Posté par rtireau le 22 décembre 2016

Parole

Évangile de Jésus Christ selon saint Luc 2,1-14. 
En ces jours-là, parut un édit de l’empereur Auguste, ordonnant de recenser toute la terre –
ce premier recensement eut lieu lorsque Quirinius était gouverneur de Syrie. 
Et tous allaient se faire recenser, chacun dans sa ville d’origine.
Joseph, lui aussi, monta de Galilée, depuis la ville de Nazareth, vers la Judée, jusqu’à la ville de David appelée Bethléem.

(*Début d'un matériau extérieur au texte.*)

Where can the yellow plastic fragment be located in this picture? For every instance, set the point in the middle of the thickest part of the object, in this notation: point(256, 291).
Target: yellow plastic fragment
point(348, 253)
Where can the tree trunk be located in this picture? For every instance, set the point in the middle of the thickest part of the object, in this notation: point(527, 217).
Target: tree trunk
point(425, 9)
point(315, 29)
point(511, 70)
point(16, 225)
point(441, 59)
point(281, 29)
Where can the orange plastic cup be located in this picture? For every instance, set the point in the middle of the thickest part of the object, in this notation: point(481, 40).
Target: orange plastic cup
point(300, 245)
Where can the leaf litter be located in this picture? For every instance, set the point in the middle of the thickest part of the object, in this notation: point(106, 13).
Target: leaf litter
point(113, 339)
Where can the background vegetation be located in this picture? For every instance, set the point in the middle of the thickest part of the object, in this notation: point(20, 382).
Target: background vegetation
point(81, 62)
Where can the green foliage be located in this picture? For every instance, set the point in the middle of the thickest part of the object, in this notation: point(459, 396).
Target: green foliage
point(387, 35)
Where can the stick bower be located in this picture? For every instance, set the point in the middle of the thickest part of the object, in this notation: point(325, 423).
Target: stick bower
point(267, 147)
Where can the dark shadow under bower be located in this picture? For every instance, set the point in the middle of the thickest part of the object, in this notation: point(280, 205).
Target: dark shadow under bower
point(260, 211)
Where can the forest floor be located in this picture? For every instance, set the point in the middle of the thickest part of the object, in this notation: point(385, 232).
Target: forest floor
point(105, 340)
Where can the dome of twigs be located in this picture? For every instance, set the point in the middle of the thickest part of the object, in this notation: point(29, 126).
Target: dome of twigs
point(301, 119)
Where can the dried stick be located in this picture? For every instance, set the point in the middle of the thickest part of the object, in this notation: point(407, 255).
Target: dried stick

Il était en effet de la maison et de la lignée de David.
Il venait se faire recenser avec Marie, qui lui avait été accordée en mariage et qui était enceinte.
Or, pendant qu’ils étaient là, le temps où elle devait enfanter fut accompli.
Et elle mit au monde son fils premier-né ; elle l’emmaillota et le coucha dans une mangeoire, car il n’y avait pas de place pour eux dans la salle commune.
Dans la même région, il y avait des bergers qui vivaient dehors et passaient la nuit dans les champs pour garder leurs troupeaux.
L’ange du Seigneur se présenta devant eux, et la gloire du Seigneur les enveloppa de sa lumière. Ils furent saisis d’une grande crainte.
Alors l’ange leur dit : « Ne craignez pas, car voici que je vous annonce une bonne nouvelle, qui sera une grande joie pour tout le peuple :
Aujourd’hui, dans la ville de David, vous est né un Sauveur qui est le Christ, le Seigneur.
Et voici le signe qui vous est donné : vous trouverez un nouveau-né emmailloté et couché dans une mangeoire. »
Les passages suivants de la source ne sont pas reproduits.